Hosta 'Fireworks'

Walters Gardens, Inc. of Michigan registered this sport of H. 'Loyalist' in 2001 after it had been discovered by Mary Zwagerman. 'Fireworks' was awarded a U.S. patent in 2005. The small size (6 inches high by 10 inches wide) hosta has wavy, twisted leaves and lavender flowers in July.

The Hostapedia by Mark Zilis (2009) says, "At least three different hostas have borne the name 'Fireworks'. The plant from Walters Gardens, however is the one registered with The American Hosta Society. .. In the garden, 'Fireworks' has a radically different appearance from 'Loyalist'. The narrower leaf margins and blade shape and smaller mound size gives it the look of a juvenile form of its mother plant."

The Book of Little Hostas by Kathy and Michael Shadrack (2010) says: "Cannot take much sun in warmer climates and prefers dappled shade. Ideal as a contrast in collections of small hostas with plainer foliage."

The New Encyclopedia of Hostas by Diana Grenfell (2009) states: "Can exceed its registered dimensions...Smaller than its parent, with sharp contrast between the base color and the marginal variegation."

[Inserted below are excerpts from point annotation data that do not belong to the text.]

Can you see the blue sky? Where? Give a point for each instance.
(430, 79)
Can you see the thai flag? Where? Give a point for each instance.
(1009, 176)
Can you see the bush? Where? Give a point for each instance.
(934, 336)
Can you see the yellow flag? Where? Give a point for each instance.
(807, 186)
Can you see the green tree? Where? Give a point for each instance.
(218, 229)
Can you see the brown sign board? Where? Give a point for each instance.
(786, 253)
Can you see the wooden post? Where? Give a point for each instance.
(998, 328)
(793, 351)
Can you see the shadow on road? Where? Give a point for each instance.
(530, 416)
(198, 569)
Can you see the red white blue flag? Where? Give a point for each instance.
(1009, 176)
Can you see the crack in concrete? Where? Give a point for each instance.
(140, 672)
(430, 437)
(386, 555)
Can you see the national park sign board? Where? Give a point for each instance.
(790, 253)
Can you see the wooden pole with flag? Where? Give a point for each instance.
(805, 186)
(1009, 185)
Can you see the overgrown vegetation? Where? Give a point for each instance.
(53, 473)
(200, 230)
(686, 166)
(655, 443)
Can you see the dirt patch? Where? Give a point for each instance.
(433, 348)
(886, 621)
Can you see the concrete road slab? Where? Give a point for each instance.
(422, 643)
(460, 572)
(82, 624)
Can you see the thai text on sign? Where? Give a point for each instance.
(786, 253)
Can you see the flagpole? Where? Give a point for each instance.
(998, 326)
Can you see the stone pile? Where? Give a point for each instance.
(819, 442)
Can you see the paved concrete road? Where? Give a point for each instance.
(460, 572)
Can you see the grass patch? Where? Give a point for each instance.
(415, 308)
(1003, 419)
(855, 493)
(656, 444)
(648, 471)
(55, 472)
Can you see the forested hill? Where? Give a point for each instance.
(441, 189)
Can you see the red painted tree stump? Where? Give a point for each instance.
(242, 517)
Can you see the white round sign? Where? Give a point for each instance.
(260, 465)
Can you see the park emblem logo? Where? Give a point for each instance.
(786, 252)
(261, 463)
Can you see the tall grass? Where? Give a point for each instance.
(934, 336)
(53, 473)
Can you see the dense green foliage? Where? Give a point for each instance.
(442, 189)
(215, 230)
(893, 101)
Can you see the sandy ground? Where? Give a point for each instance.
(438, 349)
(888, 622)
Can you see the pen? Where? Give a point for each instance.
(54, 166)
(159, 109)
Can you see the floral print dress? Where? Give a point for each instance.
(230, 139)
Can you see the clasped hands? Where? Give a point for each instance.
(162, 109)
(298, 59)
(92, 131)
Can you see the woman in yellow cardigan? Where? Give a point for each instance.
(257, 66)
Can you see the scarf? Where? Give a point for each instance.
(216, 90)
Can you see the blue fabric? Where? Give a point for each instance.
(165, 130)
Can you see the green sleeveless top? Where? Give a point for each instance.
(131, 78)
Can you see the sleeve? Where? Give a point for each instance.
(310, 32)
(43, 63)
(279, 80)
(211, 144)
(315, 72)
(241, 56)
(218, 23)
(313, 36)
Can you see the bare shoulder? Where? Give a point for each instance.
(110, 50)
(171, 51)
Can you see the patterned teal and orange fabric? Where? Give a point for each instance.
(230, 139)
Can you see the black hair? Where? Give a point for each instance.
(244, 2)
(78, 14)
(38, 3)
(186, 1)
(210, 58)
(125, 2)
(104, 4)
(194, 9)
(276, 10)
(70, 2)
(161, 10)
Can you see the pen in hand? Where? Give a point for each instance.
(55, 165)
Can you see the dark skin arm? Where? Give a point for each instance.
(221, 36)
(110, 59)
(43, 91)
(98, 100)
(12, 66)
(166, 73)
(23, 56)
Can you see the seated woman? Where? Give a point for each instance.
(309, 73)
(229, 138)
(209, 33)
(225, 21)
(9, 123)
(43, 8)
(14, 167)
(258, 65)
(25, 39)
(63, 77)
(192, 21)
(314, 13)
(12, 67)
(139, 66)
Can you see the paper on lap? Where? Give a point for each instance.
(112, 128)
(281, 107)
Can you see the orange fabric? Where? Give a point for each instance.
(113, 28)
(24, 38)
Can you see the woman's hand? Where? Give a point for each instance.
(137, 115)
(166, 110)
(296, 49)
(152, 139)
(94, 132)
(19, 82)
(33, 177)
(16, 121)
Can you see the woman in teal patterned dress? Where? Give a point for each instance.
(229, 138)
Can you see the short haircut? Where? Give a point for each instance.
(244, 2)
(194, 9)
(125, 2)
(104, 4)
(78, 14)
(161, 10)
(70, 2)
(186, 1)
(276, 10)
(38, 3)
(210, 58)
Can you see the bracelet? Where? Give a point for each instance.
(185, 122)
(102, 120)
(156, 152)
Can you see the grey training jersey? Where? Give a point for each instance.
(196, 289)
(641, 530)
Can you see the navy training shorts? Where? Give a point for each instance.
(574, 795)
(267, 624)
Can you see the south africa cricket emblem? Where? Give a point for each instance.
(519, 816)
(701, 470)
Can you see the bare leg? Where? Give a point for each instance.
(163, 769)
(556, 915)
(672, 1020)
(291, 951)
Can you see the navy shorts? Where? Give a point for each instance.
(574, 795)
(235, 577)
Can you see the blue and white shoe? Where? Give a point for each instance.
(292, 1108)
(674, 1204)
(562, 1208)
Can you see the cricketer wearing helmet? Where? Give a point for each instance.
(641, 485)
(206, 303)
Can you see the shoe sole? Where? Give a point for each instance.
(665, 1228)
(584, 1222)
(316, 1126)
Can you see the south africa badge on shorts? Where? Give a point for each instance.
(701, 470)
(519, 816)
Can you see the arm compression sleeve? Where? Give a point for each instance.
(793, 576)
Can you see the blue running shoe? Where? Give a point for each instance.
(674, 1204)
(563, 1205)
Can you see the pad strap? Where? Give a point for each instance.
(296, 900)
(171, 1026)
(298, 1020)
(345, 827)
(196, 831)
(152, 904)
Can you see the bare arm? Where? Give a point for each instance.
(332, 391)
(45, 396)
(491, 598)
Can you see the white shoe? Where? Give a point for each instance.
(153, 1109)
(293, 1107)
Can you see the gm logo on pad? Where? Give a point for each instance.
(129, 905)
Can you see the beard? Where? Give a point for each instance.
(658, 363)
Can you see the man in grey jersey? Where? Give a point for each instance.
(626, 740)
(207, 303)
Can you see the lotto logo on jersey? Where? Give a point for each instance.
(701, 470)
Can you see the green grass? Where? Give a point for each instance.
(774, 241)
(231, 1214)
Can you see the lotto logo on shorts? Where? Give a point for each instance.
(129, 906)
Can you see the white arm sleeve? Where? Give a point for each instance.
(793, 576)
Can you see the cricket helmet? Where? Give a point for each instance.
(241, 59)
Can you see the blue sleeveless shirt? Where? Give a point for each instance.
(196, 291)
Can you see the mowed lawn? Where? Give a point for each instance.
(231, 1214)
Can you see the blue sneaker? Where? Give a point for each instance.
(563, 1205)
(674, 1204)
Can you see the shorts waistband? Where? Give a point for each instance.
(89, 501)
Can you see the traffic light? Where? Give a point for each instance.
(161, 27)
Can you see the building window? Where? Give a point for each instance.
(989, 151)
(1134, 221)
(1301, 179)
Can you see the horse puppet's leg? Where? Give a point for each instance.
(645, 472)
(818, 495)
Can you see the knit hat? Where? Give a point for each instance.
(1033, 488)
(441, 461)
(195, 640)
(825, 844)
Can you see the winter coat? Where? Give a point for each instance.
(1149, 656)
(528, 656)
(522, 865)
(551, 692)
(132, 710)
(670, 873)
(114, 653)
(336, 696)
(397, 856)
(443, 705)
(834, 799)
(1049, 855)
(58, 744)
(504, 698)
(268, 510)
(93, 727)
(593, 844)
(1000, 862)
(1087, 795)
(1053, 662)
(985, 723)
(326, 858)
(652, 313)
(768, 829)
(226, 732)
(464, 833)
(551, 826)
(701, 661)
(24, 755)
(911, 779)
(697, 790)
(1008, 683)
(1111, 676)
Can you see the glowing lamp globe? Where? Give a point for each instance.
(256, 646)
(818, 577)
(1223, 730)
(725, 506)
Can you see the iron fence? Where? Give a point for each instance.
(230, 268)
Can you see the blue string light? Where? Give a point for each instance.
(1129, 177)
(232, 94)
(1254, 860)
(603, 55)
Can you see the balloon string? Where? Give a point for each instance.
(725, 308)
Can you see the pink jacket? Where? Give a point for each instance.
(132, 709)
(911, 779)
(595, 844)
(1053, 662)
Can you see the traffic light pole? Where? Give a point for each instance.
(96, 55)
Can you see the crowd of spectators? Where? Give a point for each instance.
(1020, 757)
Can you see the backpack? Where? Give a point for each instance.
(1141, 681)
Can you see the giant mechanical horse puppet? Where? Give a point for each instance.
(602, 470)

'Fireworks' is also the English translation For an existing cultivar with the French name H. 'Feux d'artifices'.

United States Patent: PP16062  (2005)

Abstract: A new and distinct Hosta plant named ‘Fireworks’, characterized by narrow pointed leaves having deep green margins, and a creamy yellow to creamy white center, that displays a unique upright habit and light lavender flowers held above the foliage on thick cream-colored scapes.